Serum pro-inflammatory cytokine interleukin 6 (IL-6) concentrations were higher in subjects with IGT and Type II diabetes than in the control subjects (median 1.8 and 2.5 vs 0.8 pg/ml, p<0.0001). Soluble IL-6 receptors potentiate IL-6 bioactivity and their concentrations were mildly increased in Type II diabetes ( p<0.05). These immune changes seem relevant because IL-6 dependent acute-phase proteins C-reactive protein, serum amyloid A protein and fibrinogen were also increased in IGT and Type II diabetes. Circulating concentrations of TNF-alpha and its two receptors sTNF-R60 and sTNF-R80 were not increased in IGT subjects compared with the control subjects.

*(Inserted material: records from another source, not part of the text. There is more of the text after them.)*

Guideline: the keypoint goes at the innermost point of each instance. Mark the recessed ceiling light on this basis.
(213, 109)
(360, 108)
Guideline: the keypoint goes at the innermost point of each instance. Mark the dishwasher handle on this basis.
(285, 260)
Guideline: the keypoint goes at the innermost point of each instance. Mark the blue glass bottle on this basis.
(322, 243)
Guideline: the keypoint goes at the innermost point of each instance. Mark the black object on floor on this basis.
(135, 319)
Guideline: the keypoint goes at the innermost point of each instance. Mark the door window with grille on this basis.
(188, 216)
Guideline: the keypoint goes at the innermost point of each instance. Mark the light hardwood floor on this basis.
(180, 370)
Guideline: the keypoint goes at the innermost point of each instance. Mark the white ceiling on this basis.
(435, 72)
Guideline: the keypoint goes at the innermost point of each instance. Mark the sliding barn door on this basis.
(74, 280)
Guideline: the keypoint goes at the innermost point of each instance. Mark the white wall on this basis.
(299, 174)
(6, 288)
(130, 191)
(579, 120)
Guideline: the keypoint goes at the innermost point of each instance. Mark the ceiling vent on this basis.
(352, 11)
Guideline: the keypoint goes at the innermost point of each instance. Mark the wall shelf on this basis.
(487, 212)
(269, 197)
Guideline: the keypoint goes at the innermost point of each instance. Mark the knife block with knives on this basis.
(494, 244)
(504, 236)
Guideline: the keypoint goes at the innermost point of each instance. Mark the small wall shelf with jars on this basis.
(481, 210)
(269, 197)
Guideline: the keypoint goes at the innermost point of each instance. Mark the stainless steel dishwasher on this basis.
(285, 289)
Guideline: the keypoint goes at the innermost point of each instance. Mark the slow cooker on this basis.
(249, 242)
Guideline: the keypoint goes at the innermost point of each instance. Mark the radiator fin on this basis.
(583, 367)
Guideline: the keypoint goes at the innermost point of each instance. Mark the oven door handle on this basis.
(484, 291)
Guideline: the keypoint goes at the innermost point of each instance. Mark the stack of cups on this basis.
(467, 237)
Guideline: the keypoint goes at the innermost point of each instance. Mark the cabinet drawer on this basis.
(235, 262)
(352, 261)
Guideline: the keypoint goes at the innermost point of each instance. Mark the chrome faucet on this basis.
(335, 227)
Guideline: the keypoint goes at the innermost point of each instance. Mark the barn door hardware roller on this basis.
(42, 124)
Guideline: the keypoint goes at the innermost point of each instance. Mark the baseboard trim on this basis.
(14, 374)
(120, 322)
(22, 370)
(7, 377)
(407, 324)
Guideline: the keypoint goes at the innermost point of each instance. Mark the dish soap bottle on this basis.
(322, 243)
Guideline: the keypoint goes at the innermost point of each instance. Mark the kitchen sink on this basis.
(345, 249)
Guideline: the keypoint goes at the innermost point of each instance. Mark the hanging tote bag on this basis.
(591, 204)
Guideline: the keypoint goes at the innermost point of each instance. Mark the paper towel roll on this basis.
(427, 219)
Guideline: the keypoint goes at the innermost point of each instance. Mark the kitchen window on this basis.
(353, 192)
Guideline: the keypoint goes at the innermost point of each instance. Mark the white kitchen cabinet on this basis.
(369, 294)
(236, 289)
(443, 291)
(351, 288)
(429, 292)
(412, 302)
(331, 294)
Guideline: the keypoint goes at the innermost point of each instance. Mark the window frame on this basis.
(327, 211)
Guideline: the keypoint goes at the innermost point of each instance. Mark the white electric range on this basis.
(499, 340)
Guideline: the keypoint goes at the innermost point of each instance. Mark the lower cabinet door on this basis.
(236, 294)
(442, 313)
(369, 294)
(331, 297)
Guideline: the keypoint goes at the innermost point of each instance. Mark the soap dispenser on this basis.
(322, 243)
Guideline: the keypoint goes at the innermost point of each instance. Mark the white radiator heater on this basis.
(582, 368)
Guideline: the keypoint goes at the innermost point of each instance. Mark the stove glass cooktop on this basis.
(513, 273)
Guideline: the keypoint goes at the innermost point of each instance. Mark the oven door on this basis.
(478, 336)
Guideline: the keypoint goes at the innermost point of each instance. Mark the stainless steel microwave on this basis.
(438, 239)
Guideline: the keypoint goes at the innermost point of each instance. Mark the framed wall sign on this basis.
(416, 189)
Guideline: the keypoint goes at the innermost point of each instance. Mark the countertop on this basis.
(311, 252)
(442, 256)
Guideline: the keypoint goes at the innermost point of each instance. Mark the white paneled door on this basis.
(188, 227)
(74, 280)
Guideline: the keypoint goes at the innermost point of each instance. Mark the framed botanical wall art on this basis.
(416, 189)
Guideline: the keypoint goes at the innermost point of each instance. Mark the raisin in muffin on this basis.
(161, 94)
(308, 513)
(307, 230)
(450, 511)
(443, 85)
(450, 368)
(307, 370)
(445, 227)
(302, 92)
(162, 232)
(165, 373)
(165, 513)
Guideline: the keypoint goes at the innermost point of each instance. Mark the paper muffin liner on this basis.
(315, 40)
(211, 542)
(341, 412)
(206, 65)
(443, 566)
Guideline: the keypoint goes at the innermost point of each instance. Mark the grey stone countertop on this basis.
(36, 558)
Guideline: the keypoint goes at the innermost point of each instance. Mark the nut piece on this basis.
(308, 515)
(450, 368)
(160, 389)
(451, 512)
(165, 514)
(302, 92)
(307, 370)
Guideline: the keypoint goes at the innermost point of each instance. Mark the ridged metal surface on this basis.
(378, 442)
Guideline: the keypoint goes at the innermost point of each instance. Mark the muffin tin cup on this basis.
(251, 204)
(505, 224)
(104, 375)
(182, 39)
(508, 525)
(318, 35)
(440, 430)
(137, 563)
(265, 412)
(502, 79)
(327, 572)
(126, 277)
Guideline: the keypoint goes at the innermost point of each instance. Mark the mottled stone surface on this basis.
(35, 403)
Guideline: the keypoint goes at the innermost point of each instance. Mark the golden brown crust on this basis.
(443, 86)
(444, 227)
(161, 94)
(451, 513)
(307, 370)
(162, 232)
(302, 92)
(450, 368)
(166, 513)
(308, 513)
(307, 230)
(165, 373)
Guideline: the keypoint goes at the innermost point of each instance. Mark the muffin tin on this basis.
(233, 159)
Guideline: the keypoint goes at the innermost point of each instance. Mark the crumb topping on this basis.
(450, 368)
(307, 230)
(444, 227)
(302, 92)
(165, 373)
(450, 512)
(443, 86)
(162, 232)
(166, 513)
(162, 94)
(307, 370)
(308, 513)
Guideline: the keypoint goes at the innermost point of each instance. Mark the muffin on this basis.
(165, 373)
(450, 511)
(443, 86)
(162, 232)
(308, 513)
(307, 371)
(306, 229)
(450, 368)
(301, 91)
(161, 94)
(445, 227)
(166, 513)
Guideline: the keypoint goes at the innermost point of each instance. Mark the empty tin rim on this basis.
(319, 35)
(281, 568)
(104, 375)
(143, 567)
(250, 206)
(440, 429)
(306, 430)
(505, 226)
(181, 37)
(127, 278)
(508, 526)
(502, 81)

CONCLUSION/INTERPRETATION: Our study shows systemic up-regulation of selected inflammatory mediators in patients with Type II diabetes and IGT. The pattern observed is non-random and fits with an IL-6 associated rather than TNF-alpha associated response.

摘要

目的/假设:对一组基于人群的样本进行研究,以确定因糖耐量受损而有患II型(非胰岛素依赖型)糖尿病风险的个体的免疫异常情况。

方法

共有1653名年龄在55至74岁之间的个体参与了德国南部的一项基于人群的调查(KORA调查2000)。那些无糖尿病病史的个体接受了口服葡萄糖耐量试验(OGTT)。在按年龄和性别匹配后,将随机选择的糖耐量受损(IGT)受试者(n = 80)与同一基于人群样本中的非糖尿病对照受试者(n = 77)和II型糖尿病患者(n = 152)进行比较。使用严格评估的酶联免疫吸附测定(ELISA)法分析血清中的免疫参数。

结果

IGT受试者和II型糖尿病患者血清促炎细胞因子白细胞介素6(IL - 6)浓度高于对照受试者(中位数分别为1.8和2.5 pg/ml,对照为0.8 pg/ml,p < 0.0001)。可溶性IL - 6受体可增强IL - 6的生物活性,其浓度在II型糖尿病中轻度升高(p < 0.05)。这些免疫变化似乎具有相关性,因为依赖IL - 6的急性期蛋白C反应蛋白、血清淀粉样蛋白A和纤维蛋白原在IGT和II型糖尿病中也升高。与对照受试者相比,IGT受试者中肿瘤坏死因子α(TNF - α)及其两种受体sTNF - R60和sTNF - R80的循环浓度并未升高。

结论/解读:我们的研究表明,II型糖尿病和IGT患者中某些炎症介质出现全身性上调。观察到的模式并非随机,符合与IL - 6相关而非与TNF - α相关的反应。